I’m here today to share with you my thoughts on the book Ghosts by Dolly Alderton. Ghosts is the first novel from Dolly Alderton following her widely successful memoir, Everything I Know About Love. If you’re interested in that one, you can read my review and thoughts below.
Ghosts is a social commentary on relationships and modern and new culture of dating apps. The title of the book is self-explanatory. The main protagonist, Nina Dean, meets this attractive and mysterious man who ends up ghosts her. The concept is rather foreign to her and shocks and hurts her unsurprisingly. As a millennial myself who delves into the online dating world, ghosting is something I’m just accustomed to now. It sucks but it happens often.
I quite enjoyed Nina’s friend, Lola. She reminded me of her to be honest. Bless her. Lola is obsessed with dating apps and is on an endless mission to find the one. I loved the interaction with Nina and Lola touching on the importance of girlfriends and friendships. There are parts of the novel which were really relatable such as being a single woman at a hen party. Even now, I sometimes struggle to come to terms with how people my age are married, have kids and buy houses. Meanwhile, I’m in my family home scrolling Bumble at 3am.

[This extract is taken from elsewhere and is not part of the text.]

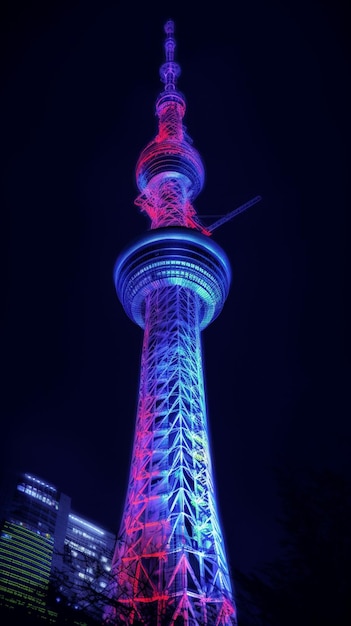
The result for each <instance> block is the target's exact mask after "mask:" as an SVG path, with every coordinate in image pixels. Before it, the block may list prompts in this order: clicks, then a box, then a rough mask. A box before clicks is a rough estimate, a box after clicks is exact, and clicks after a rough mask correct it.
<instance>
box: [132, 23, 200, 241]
mask: <svg viewBox="0 0 351 626" xmlns="http://www.w3.org/2000/svg"><path fill="white" fill-rule="evenodd" d="M165 33H166V39H165V46H164V47H165V57H166V61H165V63H164V64H163V65H162V66H161V68H160V77H161V80H162V82H163V83H164V90H163V91H162V92H161V93H160V95H159V97H158V98H157V100H156V115H157V116H158V119H159V122H158V134H157V135H156V137H155V138H154V139H153V140H152V141H151V142H150V143H149V144H148V145H147V146H146V147H145V148H144V150H143V151H142V153H141V155H140V157H139V159H138V162H137V165H136V183H137V186H138V189H139V190H140V192H141V193H140V195H139V196H138V197H137V199H136V200H135V204H137V205H138V206H140V207H141V210H142V211H145V212H146V213H147V214H148V216H149V217H150V219H151V228H152V229H153V228H161V227H165V226H185V227H187V228H195V229H197V230H200V231H201V232H202V233H203V234H206V235H209V234H210V233H209V232H208V231H207V230H206V229H205V228H204V227H203V226H202V225H201V224H200V222H199V220H198V218H197V215H196V211H195V209H194V207H193V206H192V201H193V200H194V198H196V196H197V195H198V194H199V193H200V191H201V190H202V188H203V185H204V180H205V173H204V167H203V164H202V160H201V157H200V155H199V153H198V152H197V150H195V148H193V146H192V145H191V140H190V139H189V137H188V135H187V134H186V132H185V127H184V125H183V117H184V115H185V110H186V105H185V99H184V96H183V95H182V94H181V93H180V92H179V91H178V90H177V78H178V76H179V75H180V67H179V65H178V63H176V62H175V61H174V50H175V47H176V43H175V39H174V23H173V21H171V20H169V21H168V22H167V23H166V24H165Z"/></svg>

My biggest critique is I just didn’t find Nina Dean all that likeable and relatable. She comes across a bit self-centred and bland. I would have preferred hearing a dating perspective from seasoned dating veteran, Lola. At times, I felt the plot was very clunky and poorly paced. The ‘twist’ at the end is also completely random and also slightly misogynistic? The novel also leaned towards heteronormative stereotypes. The female characters that were married were always jealous of their single friends and stressed about everything while the husbands were able to do whatever they pleased with zero consequences. Overall, I didn’t find the plot too exciting and felt like I really had to push myself reading it.
I did appreciate that the novel touched on ageing and delicate subjects such as dementia. We see Nina and her mother struggling to come to terms with their father’s dementia and the implications for the future. I also liked the concept of how ghosting was not necessarily in a romantic context but also in a familial context.
I love the sharpness of wit of Dolly Alderton which is why I enjoyed reading Everything I Know About Love so much. Dolly has a charming poetic way of writing coupled with dry humour. Ghosts is a good first novel and does read like her memoir Everything I Know About Love all about a modern twenty-something navigating the confusing world we live in.
I’ll leave you with this review I found on Goodreads which is so funny but also so true. Time and time again, I’ve learnt to always value my friends and family over any random man.
this would’ve been 100x better if nina and lola had realised that men sucked and then fell in love and had a happy lesbian life making cool recipes and living in london
Have you read Ghosts? What were your thoughts on the novel?